Clay Properties in the Mukdadiya Formation for Drilling Fluid Production from Shorau and Shewsoor, N Kirkuk, Iraq

The present study involves assessing the potential of the clay layers in the Muqdadiya Formation (late Miocene–Pliocene) for use in oil well drilling fluids. It is achieved through conducting various tests on the samples under investigation and comparing the results with the standard specifications for drilling fluids set by the American Petroleum Institute (API). The study also compares the effectiveness of different additives in improving the local clays and the impact of adding XC-polymer on the current wicking values. It has been found that XC-Polymer possesses superior properties compared to other polymers when used in the same concentrations. This substance is extremely important due to its direct correlation with the operation of drilling fluid. The test was used to determine that the two research models (Shorau and Shewasoor) at their usual concentrations did not produce the necessary characteristics of the drilling fluid in accordance with API requirements. Appropriate specifications for the drilling fluid were obtained by conducting a series of laboratory tests, increasing the model's concentration to 25 grams, and adding high-viscosity CMC and XC-Polymer to the sample in order to assess the current properties of the two study models in fresh media.

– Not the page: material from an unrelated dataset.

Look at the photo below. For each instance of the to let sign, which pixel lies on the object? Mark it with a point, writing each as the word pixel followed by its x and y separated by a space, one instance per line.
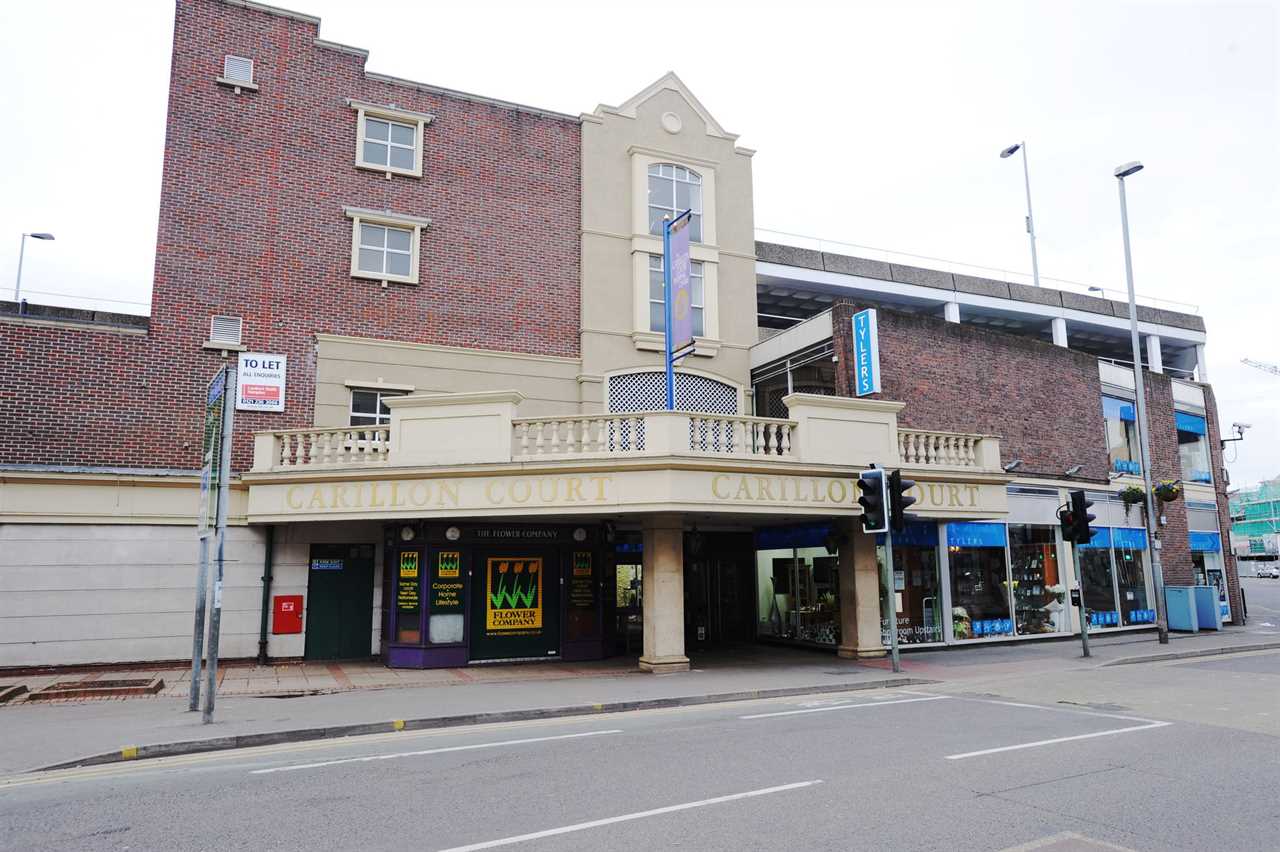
pixel 261 381
pixel 865 353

The Shurao (M1) and Shewsoor (M2) models did not show current properties suitable for drilling fluid in salty media. After adding XC-Polymer to 25 grams of the models activated with 4 grams of Na2CO3, the two study models showed a response to the activation process and obtained results for current properties suitable for drilling operations in salty media. It turned out that the Shewsoor model had more appropriate specifications than the Shorau model.